The irony of the on-going occupation of Iraq by western forces is that the White House has been reduced to the fundamentalist’s “good war” rationale to justify remaining in Iraq: that is, the United States has a duty to remain to minimize fatalities until the Iraqi government is strong enough to defend itself and implement recovery.
The philosophical and moral tragedy that the occupation of Iraq now entails is that the Iraqi people can apply each of Grotius’ four criteria to their daily reality and find “just cause” for their struggle against the coalition troops and even against their “sovereign government.” And every Abu Ghraib, every “drive-by” shooting of unarmed Iraqis by fast-moving U.S. convoys trying to prevent road-side bombings (or to retaliate for U.S. troops killed in explosions) simply reinforces the Iraqi people’s perception that they have their own duty to oppose the occupation.
Senator McCain knows well what war entails – especially the kind of war being conducted in Iraq today. His endorsement of the surge tactic therefore seems less the result of a consideration of “just war” or “just cause” and more a practical calculation of the national and international politics involved. Should the “surge” not meet the pacification objectives set by the administration, McCain might be able to attribute the failure to continued faulty execution of the war plan, an inept and corrupt Iraqi government, or some such combination.

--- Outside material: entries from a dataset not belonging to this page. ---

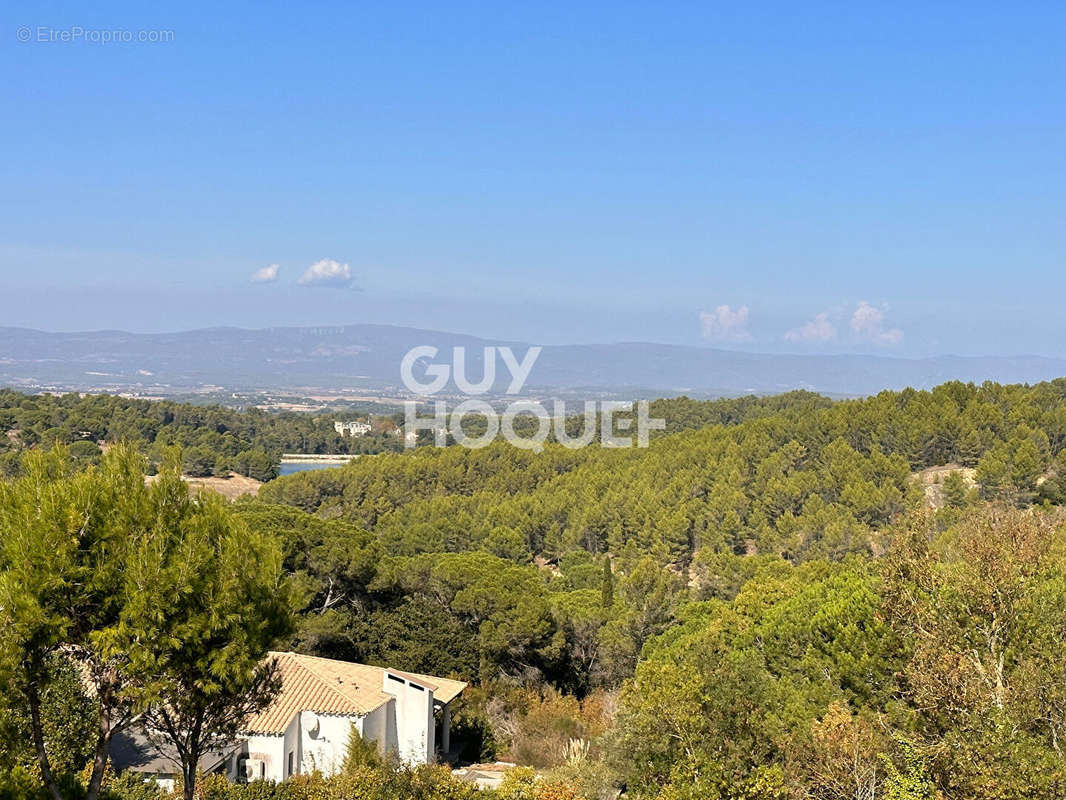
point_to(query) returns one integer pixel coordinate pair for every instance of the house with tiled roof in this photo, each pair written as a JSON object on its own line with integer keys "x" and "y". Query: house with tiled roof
{"x": 307, "y": 726}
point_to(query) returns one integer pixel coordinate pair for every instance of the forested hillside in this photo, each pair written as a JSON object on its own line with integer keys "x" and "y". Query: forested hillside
{"x": 214, "y": 440}
{"x": 762, "y": 604}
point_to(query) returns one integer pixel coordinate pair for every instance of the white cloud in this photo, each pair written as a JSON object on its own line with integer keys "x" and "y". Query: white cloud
{"x": 265, "y": 275}
{"x": 868, "y": 323}
{"x": 819, "y": 329}
{"x": 327, "y": 273}
{"x": 725, "y": 324}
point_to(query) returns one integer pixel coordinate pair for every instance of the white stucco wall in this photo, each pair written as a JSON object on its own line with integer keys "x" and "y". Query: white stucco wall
{"x": 323, "y": 740}
{"x": 269, "y": 750}
{"x": 375, "y": 726}
{"x": 413, "y": 712}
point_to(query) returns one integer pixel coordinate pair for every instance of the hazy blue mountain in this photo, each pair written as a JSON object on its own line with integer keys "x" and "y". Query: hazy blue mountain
{"x": 368, "y": 357}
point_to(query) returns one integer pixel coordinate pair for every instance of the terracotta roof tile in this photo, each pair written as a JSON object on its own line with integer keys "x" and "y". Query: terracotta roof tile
{"x": 328, "y": 686}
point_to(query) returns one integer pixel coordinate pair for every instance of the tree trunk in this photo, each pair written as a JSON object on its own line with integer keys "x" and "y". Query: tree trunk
{"x": 38, "y": 740}
{"x": 189, "y": 778}
{"x": 99, "y": 760}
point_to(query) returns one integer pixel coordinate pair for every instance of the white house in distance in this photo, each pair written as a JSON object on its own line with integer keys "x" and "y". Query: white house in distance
{"x": 355, "y": 428}
{"x": 307, "y": 725}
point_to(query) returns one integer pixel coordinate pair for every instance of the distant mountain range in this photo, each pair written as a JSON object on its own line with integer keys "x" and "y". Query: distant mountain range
{"x": 367, "y": 357}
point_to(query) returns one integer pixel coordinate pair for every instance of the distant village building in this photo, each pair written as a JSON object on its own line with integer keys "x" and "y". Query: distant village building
{"x": 355, "y": 428}
{"x": 307, "y": 725}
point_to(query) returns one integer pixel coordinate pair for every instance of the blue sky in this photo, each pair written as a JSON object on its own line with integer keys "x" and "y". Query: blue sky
{"x": 788, "y": 177}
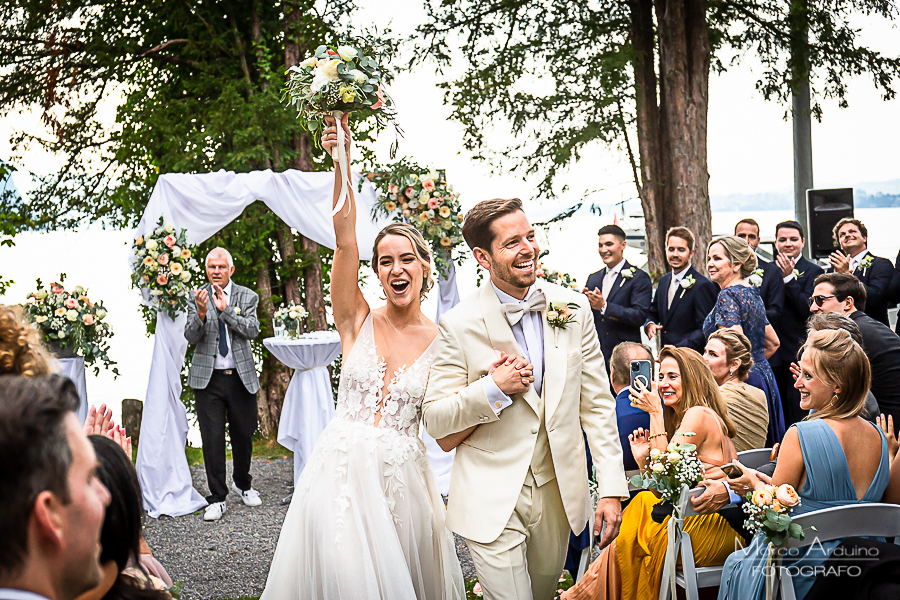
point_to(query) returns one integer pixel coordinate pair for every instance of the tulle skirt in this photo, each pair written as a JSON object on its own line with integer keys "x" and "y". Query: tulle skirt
{"x": 366, "y": 522}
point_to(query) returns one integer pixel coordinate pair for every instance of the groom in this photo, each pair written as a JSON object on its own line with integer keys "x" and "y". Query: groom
{"x": 519, "y": 482}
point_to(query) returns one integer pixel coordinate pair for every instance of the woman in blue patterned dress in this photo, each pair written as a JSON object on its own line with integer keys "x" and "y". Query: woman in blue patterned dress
{"x": 729, "y": 261}
{"x": 833, "y": 381}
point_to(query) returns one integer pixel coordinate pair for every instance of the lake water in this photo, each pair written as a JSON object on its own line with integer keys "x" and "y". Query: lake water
{"x": 98, "y": 259}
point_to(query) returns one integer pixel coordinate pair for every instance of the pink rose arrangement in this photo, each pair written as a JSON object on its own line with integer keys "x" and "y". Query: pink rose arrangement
{"x": 768, "y": 510}
{"x": 164, "y": 265}
{"x": 412, "y": 194}
{"x": 71, "y": 323}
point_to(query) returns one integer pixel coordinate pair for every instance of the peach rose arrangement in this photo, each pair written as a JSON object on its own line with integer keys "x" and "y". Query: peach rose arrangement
{"x": 423, "y": 198}
{"x": 769, "y": 508}
{"x": 164, "y": 264}
{"x": 72, "y": 323}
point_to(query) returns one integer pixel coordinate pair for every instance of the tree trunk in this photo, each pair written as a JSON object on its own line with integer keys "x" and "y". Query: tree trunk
{"x": 275, "y": 376}
{"x": 684, "y": 100}
{"x": 651, "y": 186}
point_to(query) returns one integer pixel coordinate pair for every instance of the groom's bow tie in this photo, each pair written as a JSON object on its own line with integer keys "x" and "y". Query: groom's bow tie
{"x": 514, "y": 311}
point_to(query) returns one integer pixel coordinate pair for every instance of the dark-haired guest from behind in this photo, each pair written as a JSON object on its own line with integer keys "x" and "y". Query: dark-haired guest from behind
{"x": 619, "y": 294}
{"x": 854, "y": 258}
{"x": 683, "y": 297}
{"x": 799, "y": 280}
{"x": 845, "y": 294}
{"x": 52, "y": 504}
{"x": 123, "y": 576}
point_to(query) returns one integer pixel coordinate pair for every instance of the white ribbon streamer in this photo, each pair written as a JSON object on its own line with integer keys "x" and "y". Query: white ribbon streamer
{"x": 339, "y": 154}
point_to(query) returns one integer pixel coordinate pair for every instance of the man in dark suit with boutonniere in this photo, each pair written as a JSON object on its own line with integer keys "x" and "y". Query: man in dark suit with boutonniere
{"x": 683, "y": 297}
{"x": 619, "y": 294}
{"x": 854, "y": 257}
{"x": 221, "y": 322}
{"x": 799, "y": 281}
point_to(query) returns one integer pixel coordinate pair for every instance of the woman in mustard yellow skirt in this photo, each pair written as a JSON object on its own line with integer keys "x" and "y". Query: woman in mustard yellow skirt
{"x": 631, "y": 567}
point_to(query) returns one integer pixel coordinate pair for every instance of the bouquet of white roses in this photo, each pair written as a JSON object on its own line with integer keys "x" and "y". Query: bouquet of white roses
{"x": 670, "y": 471}
{"x": 71, "y": 321}
{"x": 165, "y": 265}
{"x": 769, "y": 510}
{"x": 289, "y": 318}
{"x": 423, "y": 198}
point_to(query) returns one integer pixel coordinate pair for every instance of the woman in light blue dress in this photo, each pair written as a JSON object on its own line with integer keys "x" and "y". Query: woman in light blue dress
{"x": 834, "y": 381}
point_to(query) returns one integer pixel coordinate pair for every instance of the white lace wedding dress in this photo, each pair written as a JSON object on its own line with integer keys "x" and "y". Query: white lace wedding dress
{"x": 366, "y": 521}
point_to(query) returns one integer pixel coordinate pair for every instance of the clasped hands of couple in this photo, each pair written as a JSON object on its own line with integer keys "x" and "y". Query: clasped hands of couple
{"x": 202, "y": 298}
{"x": 716, "y": 483}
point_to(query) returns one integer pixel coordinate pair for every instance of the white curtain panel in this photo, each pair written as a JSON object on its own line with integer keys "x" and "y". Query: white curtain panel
{"x": 203, "y": 204}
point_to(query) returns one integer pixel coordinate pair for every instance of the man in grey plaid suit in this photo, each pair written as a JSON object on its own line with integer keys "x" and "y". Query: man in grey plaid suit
{"x": 221, "y": 321}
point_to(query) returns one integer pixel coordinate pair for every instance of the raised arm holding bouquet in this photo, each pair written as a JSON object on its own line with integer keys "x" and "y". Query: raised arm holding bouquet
{"x": 335, "y": 81}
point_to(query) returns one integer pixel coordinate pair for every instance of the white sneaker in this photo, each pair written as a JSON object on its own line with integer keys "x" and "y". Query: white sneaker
{"x": 214, "y": 511}
{"x": 250, "y": 497}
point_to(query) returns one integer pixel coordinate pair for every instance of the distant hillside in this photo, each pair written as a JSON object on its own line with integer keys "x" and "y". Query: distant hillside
{"x": 865, "y": 195}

Whatever his choice, Senator McCain will still have to confront how and under what “benchmarks” would he as president conduct the U.S. withdrawal. Just as September 11 and al-Qaida had no chance of bringing about the demise of the United States – and any similar future endeavor will not do so – so too a withdrawal from Iraq without a “clear win” is possible without undermining the U.S. role in the world. What withdrawal under this scenario might do is bury the seemingly recurring tendency of U.S. administrations to act precipitously, unilaterally, and counterproductively with military power when crises loom. It might also bring us closer to the day when, in renouncing armed conflict, the nations of the world will permanently separate the two words, “just” and “war.”